先生の言う通り、それが辛いのはわかってるけどそれが一番難しい。仮に言えたとしても相談したのがバレた時、もっと酷くなりそうだし。きっと相手はしてないって言うだろうし……。
(イジメ、までとは言わないだろうけどそうなった原因は俺にあるって言われそう……)
大体、内容が内容なだけに説明もできない。
「だ、大丈夫です! ほんとに踏み外して落ちただけだから」
とりあえずそう言って笑う。
コイツと関わらなきゃいいだけだもんな! そう思って隣に立ってる流木を横目で見上げる。

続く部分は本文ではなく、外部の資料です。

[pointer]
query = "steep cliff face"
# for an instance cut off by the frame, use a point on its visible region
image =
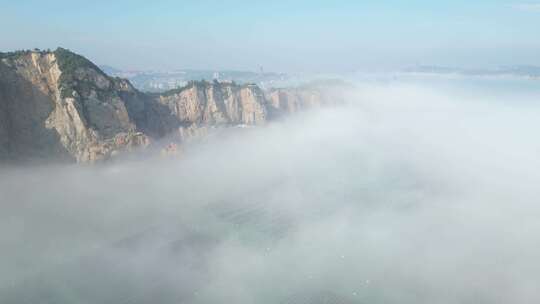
(205, 103)
(292, 100)
(58, 104)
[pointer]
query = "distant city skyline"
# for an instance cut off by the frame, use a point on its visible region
(280, 36)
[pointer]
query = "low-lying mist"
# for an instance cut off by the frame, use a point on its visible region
(407, 194)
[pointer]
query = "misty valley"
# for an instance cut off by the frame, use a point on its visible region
(394, 188)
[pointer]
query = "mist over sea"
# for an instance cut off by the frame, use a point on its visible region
(420, 189)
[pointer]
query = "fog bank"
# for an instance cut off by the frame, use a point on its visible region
(409, 193)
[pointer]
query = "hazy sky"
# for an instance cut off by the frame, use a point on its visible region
(279, 35)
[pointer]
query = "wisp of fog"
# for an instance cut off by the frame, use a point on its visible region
(409, 193)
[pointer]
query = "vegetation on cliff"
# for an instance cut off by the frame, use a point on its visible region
(73, 79)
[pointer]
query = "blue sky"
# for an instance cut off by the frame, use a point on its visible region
(279, 35)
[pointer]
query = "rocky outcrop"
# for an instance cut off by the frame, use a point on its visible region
(60, 105)
(291, 100)
(214, 103)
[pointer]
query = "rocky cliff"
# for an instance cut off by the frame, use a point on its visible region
(60, 105)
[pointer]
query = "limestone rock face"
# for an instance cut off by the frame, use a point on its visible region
(292, 100)
(205, 103)
(58, 104)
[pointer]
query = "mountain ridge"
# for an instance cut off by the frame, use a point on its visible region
(60, 105)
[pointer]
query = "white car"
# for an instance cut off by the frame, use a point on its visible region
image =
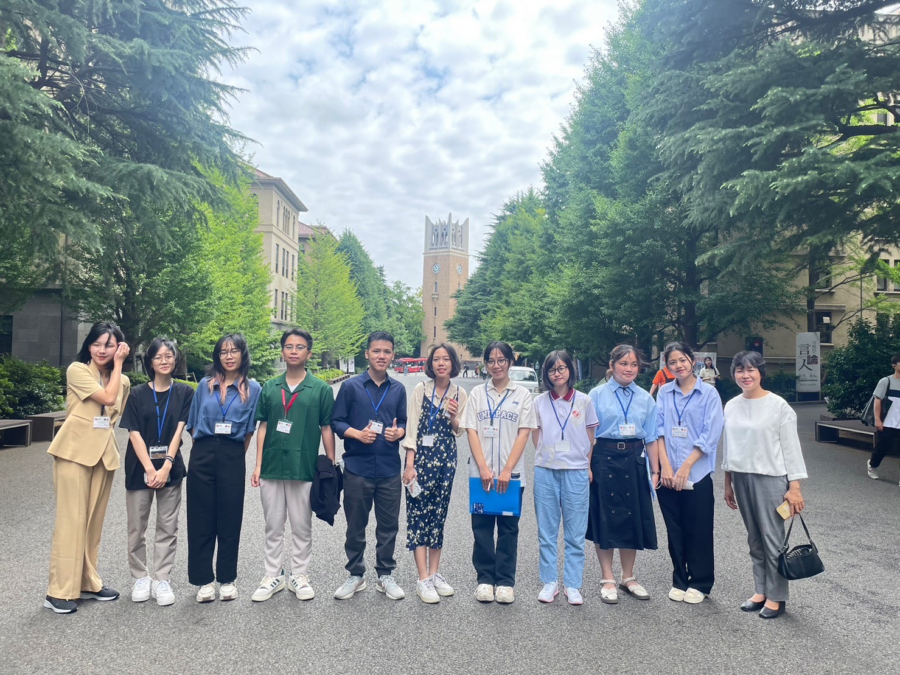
(526, 377)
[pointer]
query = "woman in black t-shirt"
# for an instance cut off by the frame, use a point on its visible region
(155, 416)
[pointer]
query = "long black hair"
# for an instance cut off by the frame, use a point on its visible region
(216, 372)
(97, 331)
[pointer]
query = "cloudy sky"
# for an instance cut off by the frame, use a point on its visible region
(378, 113)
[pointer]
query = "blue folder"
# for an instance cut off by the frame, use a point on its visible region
(493, 503)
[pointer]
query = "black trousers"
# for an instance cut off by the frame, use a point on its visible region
(689, 522)
(359, 495)
(495, 565)
(887, 444)
(215, 508)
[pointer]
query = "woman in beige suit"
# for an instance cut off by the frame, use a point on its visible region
(85, 457)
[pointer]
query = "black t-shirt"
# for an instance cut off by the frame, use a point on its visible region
(141, 415)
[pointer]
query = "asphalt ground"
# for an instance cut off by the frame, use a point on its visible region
(843, 621)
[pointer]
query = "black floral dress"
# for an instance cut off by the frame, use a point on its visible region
(435, 469)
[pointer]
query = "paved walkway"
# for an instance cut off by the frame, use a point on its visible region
(844, 621)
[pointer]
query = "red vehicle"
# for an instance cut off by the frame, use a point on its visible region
(408, 365)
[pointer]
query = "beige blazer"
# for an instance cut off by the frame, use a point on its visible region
(78, 441)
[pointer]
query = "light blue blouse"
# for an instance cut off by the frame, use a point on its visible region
(701, 412)
(612, 400)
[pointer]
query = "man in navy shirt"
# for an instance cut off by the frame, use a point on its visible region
(370, 415)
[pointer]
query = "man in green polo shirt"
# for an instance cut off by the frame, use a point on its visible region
(294, 412)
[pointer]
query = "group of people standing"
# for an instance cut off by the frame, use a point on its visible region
(600, 461)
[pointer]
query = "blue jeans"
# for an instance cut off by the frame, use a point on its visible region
(561, 493)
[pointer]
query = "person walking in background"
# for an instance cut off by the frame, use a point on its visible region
(156, 416)
(370, 415)
(85, 458)
(498, 418)
(689, 426)
(294, 415)
(221, 424)
(432, 427)
(763, 467)
(564, 439)
(887, 417)
(624, 466)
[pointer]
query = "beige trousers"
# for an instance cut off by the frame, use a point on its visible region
(168, 505)
(283, 498)
(82, 494)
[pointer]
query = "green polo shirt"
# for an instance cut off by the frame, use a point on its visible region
(293, 456)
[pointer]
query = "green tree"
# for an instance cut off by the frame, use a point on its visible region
(326, 302)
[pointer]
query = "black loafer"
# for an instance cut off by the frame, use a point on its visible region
(766, 613)
(104, 594)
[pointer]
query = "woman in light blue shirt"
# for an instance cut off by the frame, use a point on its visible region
(624, 466)
(690, 424)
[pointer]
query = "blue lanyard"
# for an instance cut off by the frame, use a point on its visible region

「……わかったわ。だけど体も、心も無理は禁物よ。それと授業始まっちゃってるから足首冷やすついでに休んで行きなさいな」
納得、と言うか言わない(言えない)俺に折れたのか先生はそれ以上何も言わなかった。
作ってくれた氷嚢を手渡されて、二つある内の一つのベッドに先生に支えられながら移動する。流木とは違うけど、すごくいい香りがした。
「靴、忘れないようにね」
袋に入れてくれた内履きを脱いだスリッパの隣に置かれる。
「ありがとうございます」
「じゃあ、私呼ばれてるからちょっと外すわね。ゆっくり休んでなさい」
そう言って先生はベッド周りのカーテンを閉めた。
「流木くん、あなたは戻るのよ。て言うか、一緒に出ましょう」
その先生の言葉に流木の返答はなかった。ドアの閉まる音がして、シーンと静かになる。
「はぁ……」
ぼふんと枕に頭を預けて横になる。足首に当てられた氷嚢がひんやりとして気持ちいい。
(なんで、こんなことになったんだ。マジで……)
白い天井を見上げながら思う。最初は楽しかったのに、今は中学の時より酷いかもしれない。
男同士(男女も)の恋愛なんて興味無いし、勝手にやってくれって感じだけどそんな事緋結たちの手前言えるわけがなく。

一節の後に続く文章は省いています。